De Vlaamse Regering besliste daarom om ook in de nodige financiering te voorzien tot eind maart 2026. Lokale besturen kunnen dus blijven rekenen op aangepaste middelen voor de kosten van opvangplekken en de begeleiding. Het gaat enerzijds om middelen om ontheemden op te vangen en te ondersteunen tijdens hun verblijf in een publieke opvangplaats en anderzijds om hen te laten uitstromen op het gepaste moment naar reguliere huisvesting. In totaal wordt er een bedrag van zo'n 38 miljoen euro vrijgemaakt.
Andere situatie: instroom blijft, maar is stabiel
Na bijna drie jaar opvang van tijdelijk ontheemden uit Oekraïne is de situatie op het terrein sterk gewijzigd. Volgens de laatste cijfers in oktober 2024 zijn er in Vlaanderen zo’n 38.000 ontheemde Oekraïners geregistreerd. Er komen momenteel nog maandelijks 1000 tot 1200 ontheemden toe. De acute crisis uit de beginperiode is voorbij en daarmee ook de nood aan een ruim aanbod aan publieke opvangplekken. Steeds meer Oekraïners kunnen immers terecht bij familieleden of kennissen die reeds in ons land verblijven, of vinden (al dan niet via begeleiding) huisvesting op de reguliere woonmarkt.

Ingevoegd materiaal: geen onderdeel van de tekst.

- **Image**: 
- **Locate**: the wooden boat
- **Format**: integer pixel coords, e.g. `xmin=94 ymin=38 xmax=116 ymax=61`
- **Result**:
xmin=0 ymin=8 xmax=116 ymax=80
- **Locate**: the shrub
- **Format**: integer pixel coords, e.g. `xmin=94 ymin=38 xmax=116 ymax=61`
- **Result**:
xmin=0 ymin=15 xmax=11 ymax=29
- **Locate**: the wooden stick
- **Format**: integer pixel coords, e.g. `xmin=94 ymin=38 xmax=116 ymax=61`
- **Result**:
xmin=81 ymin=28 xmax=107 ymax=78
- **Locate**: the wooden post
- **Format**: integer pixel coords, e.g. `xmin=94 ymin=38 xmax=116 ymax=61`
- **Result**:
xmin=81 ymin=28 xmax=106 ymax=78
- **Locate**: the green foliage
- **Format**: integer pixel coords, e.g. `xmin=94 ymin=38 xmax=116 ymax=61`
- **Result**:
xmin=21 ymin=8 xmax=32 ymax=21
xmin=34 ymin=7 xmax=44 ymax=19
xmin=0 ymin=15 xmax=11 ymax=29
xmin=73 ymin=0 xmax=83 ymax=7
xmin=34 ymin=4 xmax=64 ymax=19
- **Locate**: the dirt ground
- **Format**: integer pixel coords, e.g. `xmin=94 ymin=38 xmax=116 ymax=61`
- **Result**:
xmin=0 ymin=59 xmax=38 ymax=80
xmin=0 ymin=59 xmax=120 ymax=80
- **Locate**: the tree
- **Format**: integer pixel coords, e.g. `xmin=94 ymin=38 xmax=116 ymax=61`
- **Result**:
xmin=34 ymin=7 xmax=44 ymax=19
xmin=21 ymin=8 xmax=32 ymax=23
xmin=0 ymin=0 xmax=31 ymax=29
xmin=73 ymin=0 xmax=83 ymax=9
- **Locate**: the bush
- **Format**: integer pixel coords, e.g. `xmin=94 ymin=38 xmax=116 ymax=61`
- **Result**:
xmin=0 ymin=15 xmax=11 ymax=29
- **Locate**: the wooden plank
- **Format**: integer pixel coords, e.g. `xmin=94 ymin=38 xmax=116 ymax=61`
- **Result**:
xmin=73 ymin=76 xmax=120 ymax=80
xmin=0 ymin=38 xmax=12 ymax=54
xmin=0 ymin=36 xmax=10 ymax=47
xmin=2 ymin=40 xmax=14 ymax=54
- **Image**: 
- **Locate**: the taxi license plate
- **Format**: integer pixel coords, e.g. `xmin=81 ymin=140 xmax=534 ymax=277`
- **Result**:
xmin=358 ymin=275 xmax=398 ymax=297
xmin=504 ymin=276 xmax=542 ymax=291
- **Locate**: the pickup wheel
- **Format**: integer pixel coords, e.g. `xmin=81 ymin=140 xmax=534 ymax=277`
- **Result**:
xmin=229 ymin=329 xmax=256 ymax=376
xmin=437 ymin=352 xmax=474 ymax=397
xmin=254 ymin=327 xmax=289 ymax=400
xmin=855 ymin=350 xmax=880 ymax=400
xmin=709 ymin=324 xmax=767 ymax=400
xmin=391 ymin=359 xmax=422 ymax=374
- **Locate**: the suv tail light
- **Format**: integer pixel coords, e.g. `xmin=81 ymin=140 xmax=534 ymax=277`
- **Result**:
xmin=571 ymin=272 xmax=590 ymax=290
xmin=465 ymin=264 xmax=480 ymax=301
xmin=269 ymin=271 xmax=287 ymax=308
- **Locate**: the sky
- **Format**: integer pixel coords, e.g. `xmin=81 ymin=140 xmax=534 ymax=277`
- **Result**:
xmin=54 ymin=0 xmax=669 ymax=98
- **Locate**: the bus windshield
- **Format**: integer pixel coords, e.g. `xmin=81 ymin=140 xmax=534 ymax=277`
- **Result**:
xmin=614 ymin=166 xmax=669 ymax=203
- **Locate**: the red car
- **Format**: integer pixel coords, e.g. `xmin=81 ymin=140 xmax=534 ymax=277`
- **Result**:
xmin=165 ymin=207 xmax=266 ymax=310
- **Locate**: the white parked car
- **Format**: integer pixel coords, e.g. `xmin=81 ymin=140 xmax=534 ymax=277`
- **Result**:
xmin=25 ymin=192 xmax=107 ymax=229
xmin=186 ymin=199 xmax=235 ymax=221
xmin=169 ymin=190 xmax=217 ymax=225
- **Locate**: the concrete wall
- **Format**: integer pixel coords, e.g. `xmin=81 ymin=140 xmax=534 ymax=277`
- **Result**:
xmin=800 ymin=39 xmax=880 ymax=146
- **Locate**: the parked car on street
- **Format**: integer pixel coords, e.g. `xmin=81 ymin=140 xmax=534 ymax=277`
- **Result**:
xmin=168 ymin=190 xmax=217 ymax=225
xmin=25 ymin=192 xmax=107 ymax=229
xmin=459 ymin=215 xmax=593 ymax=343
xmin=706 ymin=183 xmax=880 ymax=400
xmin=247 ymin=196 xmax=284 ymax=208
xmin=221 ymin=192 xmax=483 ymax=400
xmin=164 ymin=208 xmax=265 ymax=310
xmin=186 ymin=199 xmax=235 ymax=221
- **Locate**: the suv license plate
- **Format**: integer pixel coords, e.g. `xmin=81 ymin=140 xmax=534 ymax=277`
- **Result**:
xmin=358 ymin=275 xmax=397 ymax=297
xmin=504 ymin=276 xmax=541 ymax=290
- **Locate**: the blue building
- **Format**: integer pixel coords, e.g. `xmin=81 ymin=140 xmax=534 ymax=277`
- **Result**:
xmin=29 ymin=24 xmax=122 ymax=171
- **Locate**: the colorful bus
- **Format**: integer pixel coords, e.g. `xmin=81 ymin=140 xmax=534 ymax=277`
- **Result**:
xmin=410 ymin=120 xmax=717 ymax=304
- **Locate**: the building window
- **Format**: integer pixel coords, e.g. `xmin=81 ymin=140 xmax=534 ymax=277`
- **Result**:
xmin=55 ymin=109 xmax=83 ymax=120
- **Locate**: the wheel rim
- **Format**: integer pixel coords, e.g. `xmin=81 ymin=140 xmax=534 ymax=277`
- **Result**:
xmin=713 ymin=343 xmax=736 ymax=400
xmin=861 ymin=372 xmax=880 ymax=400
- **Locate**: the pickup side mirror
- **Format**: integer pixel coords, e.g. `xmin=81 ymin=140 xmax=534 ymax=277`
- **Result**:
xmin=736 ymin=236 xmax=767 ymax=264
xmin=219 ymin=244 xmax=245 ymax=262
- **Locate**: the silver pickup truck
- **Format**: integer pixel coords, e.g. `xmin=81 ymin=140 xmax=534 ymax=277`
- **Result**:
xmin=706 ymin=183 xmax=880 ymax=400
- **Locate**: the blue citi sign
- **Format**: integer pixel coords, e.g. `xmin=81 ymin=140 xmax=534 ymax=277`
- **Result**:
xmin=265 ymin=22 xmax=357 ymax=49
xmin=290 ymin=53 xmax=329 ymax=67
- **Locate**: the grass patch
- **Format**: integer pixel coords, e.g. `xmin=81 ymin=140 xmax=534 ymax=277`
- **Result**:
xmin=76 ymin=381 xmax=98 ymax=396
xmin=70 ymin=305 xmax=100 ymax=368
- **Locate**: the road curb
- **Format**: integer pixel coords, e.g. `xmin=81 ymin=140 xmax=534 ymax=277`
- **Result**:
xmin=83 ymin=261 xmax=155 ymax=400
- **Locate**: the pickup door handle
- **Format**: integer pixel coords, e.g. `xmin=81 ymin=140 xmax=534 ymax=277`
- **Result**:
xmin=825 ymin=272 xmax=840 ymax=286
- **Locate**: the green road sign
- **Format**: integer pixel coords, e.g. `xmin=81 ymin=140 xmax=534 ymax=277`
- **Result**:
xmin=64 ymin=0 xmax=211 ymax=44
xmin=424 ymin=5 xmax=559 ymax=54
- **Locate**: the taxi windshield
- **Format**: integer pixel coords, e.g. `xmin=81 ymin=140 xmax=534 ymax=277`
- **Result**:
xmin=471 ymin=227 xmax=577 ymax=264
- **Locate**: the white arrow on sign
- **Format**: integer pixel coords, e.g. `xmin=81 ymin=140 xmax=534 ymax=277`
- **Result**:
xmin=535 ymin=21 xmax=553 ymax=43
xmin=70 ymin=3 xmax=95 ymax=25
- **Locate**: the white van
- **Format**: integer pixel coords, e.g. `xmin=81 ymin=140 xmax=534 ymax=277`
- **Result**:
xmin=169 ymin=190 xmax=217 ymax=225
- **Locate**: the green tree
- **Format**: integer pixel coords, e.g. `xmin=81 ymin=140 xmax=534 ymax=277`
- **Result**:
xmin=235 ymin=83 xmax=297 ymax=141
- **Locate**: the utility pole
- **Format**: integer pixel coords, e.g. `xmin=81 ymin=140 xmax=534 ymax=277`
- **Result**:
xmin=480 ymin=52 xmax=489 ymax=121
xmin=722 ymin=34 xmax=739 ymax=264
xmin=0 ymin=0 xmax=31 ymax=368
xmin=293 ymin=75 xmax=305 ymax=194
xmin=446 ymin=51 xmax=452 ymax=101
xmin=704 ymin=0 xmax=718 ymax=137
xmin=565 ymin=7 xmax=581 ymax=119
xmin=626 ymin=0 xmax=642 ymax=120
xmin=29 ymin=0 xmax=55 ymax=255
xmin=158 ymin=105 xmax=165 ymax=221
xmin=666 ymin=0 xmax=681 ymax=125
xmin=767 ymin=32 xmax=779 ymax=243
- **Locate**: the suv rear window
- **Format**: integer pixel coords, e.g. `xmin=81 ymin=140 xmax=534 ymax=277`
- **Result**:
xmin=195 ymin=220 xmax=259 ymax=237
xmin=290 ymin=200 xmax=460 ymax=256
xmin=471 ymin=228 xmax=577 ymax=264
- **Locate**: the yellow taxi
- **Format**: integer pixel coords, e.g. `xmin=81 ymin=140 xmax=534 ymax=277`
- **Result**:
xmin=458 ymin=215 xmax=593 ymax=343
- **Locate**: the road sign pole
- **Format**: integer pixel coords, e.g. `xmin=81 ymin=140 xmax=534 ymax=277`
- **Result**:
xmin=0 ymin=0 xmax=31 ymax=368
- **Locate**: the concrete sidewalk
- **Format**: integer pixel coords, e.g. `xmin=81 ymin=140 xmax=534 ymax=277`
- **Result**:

Momenteel verblijven nog iets meer dan 4.000 tijdelijk ontheemden in de lokale publieke opvang. Zo’n 169 lokale besturen hebben zo’n opvangplekken beschikbaar. Omwille van de veranderde situatie worden publieke opvangplekken stelselmatig afgebouwd. Sommige lokale besturen kiezen ervoor om ontheemden te helpen zoeken naar een duurzame woning, andere geven aan de publieke opvangplekken toch nog even te willen verderzetten. Wat betreft de nooddorpen, zal in Mechelen het nooddorp worden stopgezet tegen eind 2024. Het nooddorp in Antwerpen stopt in 2025 en in Gent blijft het bestaan tot 31 maart 2026.
Tegen eind maart 2026 is het de bedoeling dat alle lokale besturen hun gecreëerde opvangplekken geleidelijk afbouwen.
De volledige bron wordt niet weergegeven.